Considering what this has been compiled to, we have turned code that uses the call stack to implement recursion into code that does not (and in doing so turned code that will throw a stack-overflow exception for even quite small values into code that will merely take an excruciatingly long time to return [see How can I prevent my Ackerman function from overflowing the stack? for some further optimisations that make it actually return for many more possible inputs]).
Considering how recursion is implemented generally, we have turned code that uses the call-stack into code that uses a different stack to hold pending operations. We could therefore argue that it is still recursive, when considered at that low level.
And at that level, there are indeed no other ways around it. So if you do consider that method to be recursive, then there are indeed things we cannot do without it. Generally though we do not label such code recursive. The term recursion is useful because it covers a certain set of approaches and gives us a way to talk about them, and we are no longer using one of them.

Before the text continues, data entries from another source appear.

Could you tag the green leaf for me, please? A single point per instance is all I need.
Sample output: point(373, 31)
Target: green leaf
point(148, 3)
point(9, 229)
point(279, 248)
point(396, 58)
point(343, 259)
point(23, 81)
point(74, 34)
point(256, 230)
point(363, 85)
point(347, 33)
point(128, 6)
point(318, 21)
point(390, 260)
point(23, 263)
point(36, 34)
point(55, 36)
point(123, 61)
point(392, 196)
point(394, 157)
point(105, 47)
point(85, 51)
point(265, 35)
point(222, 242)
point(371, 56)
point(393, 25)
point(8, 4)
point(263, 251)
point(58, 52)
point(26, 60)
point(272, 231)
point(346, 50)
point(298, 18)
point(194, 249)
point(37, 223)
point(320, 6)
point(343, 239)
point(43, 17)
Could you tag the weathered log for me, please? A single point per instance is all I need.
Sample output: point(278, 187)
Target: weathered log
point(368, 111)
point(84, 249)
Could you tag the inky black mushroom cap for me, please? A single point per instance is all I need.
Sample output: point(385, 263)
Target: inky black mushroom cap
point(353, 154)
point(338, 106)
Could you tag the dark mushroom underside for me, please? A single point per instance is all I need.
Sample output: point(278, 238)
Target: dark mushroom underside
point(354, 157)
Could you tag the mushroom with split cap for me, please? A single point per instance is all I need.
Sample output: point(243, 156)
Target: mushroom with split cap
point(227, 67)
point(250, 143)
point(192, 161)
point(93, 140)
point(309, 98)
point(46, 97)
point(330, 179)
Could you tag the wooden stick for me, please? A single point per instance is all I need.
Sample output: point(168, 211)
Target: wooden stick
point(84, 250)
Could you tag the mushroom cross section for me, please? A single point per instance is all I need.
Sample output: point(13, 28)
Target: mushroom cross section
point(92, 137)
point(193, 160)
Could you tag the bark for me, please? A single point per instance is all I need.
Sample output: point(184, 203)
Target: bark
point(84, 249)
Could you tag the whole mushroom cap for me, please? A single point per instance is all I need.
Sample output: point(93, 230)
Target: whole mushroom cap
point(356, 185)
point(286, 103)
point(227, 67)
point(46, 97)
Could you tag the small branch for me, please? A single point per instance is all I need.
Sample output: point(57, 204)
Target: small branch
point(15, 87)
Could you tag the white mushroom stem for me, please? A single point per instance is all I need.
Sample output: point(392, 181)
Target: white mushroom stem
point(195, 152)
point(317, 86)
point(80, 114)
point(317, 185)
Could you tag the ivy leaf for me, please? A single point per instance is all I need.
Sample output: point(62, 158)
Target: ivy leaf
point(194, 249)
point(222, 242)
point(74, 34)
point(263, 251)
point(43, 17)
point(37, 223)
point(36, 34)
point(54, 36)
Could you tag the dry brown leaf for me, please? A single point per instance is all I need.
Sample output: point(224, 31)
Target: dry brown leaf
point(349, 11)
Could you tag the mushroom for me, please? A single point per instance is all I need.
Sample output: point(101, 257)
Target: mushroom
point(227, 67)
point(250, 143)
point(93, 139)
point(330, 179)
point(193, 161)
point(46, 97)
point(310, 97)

Of course, all of this assumes you have a choice. There are both languages that prohibit recursive calls, and languages that lack the looping structures necessary for iterating.
INC (r)
,JZDEC (r, z)
can implement a Turing machine. It has no 'recursion' - thats a Jump if Zero else DECrement. If the Ackermann function is computable (it is), that register machine can do it.